Thread: In the right triangles with sides...

1. In the right triangles with sides...

In the right triangles with sides (3,4,5) and (5,12,13), one side is just 1 less than the hypotenuse. Find all such integer-sided right triangles. [If you cannot do that, at least try to determine whether or not there are infinitely many of them.]

Thanks!

2. Originally Posted by NikoBellic
In the right triangles with sides (3,4,5) and (5,12,13), one side is just 1 less than the hypotenuse.

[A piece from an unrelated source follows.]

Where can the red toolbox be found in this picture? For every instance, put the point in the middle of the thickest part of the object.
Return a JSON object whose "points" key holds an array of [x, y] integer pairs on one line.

Find all such integer-sided right triangles. [If you cannot do that, at least try to determine whether or not there are infinitely many of them.]

Thanks!
Since $c$ is odd and $c-b=1$, this implies that $b$ is even, so $b=2mn$ and we know $c=m^2+n^2$.

So $c-b = m^2-2mn+n^2 = (m-n)^2=1\implies m=n+1$.

Thus $a=m^2-n^2 = (n+1)^2-n^2 = 2n+1$

$b=2mn = 2(n+1)n = 2n^2+2n$

$c=m^2+n^2 = (n+1)^2+n^2 = 2n^2+2n+1$ where $n$ is arbitrary.

3. Hello, NikoBellic!

In the right triangles with sides (3,4,5) and (5,12,13),
. . one side is just 1 less than the hypotenuse.
Find all such integer-sided right triangles.

Pythagorean triples are generated by: . $\begin{Bmatrix}a &=& m^2-n^2 \\ b &=& 2mn \\ c &=& m^2+n^2 \end{Bmatrix}$ . where: . $m,n \in I^+\:\text{ and }\,m > n.$

Let $m \:=\:n+1 \qquad\text{Then: }\:\begin{Bmatrix}a &=& 2n+1 \\ b &=& 2n^2+2n \\ c &=& 2n^2+2n+1 \end{Bmatrix}$

And we have: . $(3,4,5),\;(5,12,13),\;(7,24,25),\;(9,40,41),\;(11, 60,61),\;\hdots$